The Daubert Standard and Expert Witnesses in Mesothelioma Cases
What the Daubert Standard Requires
Daubert v. Merrell Dow Pharmaceuticals, Inc., 509 U.S. 579 (1993), assigned federal trial judges a gatekeeping function for scientific expert testimony. Before allowing an expert to testify before a jury, the judge must evaluate whether the expert's methodology is sufficiently reliable to constitute scientific knowledge.
The Court identified four non-exclusive factors: whether the theory or technique has been tested; whether it has been subjected to peer review and publication; whether there is a known or potential error rate; and whether the theory or technique has been generally accepted in the relevant scientific community.
Two Essential Expert Types in Mesothelioma Cases
Every mesothelioma case requires expert testimony on two distinct questions. The medical causation expert — typically an oncologist or pulmonologist with mesothelioma specialization — establishes that asbestos exposure caused this particular plaintiff's mesothelioma, addressing both general causation (firmly established scientifically) and specific causation (the contested terrain).
The industrial hygiene expert addresses exposure characterization: what asbestos-containing products from identified defendants were present at the plaintiff's worksites, what work activities released fibers, what fiber types and concentrations those activities generated, and whether the documented exposure was sufficient to cause mesothelioma under established dose-response models.
Daubert Challenges in Mesothelioma Litigation
Defendants routinely file Daubert motions seeking to exclude plaintiff's causation experts, challenging: whether the expert's specific causation methodology has been peer-reviewed and published; what error rates or validation data exist; whether the expert's approach is generally accepted in occupational medicine; and whether the expert has reliably applied valid methodology to the specific facts.
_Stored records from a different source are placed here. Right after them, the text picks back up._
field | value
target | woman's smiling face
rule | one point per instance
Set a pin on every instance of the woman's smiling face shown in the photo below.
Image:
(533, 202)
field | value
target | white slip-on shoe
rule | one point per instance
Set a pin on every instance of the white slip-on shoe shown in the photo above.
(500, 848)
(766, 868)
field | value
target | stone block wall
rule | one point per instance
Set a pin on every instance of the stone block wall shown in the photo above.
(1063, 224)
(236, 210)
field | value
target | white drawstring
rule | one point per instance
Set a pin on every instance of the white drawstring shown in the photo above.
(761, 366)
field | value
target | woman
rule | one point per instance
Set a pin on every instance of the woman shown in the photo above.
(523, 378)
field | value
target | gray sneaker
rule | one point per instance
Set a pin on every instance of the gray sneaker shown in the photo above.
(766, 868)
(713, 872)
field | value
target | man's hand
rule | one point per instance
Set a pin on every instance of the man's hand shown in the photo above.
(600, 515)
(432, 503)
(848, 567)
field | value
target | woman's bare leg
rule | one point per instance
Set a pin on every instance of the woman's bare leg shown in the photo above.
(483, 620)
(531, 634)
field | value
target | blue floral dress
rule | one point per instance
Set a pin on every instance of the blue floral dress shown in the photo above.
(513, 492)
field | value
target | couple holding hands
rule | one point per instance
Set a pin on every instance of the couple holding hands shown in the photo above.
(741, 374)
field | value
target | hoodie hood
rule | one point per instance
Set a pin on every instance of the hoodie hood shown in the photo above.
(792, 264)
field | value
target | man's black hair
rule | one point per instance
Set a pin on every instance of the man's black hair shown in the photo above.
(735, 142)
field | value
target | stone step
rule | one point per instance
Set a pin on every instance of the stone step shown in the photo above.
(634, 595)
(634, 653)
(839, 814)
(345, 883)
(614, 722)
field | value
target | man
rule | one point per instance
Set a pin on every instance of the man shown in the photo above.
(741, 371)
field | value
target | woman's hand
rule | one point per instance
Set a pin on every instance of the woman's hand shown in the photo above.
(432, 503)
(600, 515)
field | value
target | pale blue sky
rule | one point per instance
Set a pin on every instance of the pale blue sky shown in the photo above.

Specialized firms counter with experts whose methodologies have been specifically developed for mesothelioma causation, peer-reviewed in the scientific literature, and repeatedly admitted by courts across multiple jurisdictions. The admissibility track record of a firm's expert witnesses is a major competitive advantage — defendants settle for more when facing experts whose Daubert reliability is established beyond reasonable challenge.
The 'Any Exposure' Controversy
One of the most contested areas of expert testimony in mesothelioma cases is the 'any exposure' or 'single fiber' causation theory — the proposition that any exposure to asbestos, however small, can be sufficient to cause mesothelioma and that each contributing defendant is therefore liable regardless of quantitative contribution.
Courts have divided on whether this theory satisfies Daubert's reliability requirements. Some admit it; others require more quantified evidence of each defendant's dose contribution. This doctrinal divide creates significant variation in what specific causation testimony is admissible across different jurisdictions — a key factor in forum selection strategy.
Frequently Asked Questions
The Frye standard — requiring only that an expert's methodology be 'generally accepted' — was the federal standard before Daubert. After Daubert, federal courts adopted the four-factor reliability analysis. Some states still apply Frye rather than Daubert, including California, Illinois, and several others. This creates meaningful variation in expert admissibility across jurisdictions.
General causation — that asbestos causes mesothelioma — is virtually never genuinely contested. The scientific consensus is overwhelming. Defendants focus Daubert challenges on specific causation — whether this plaintiff's exposure to this defendant's product caused their mesothelioma — not on whether asbestos causes mesothelioma generally.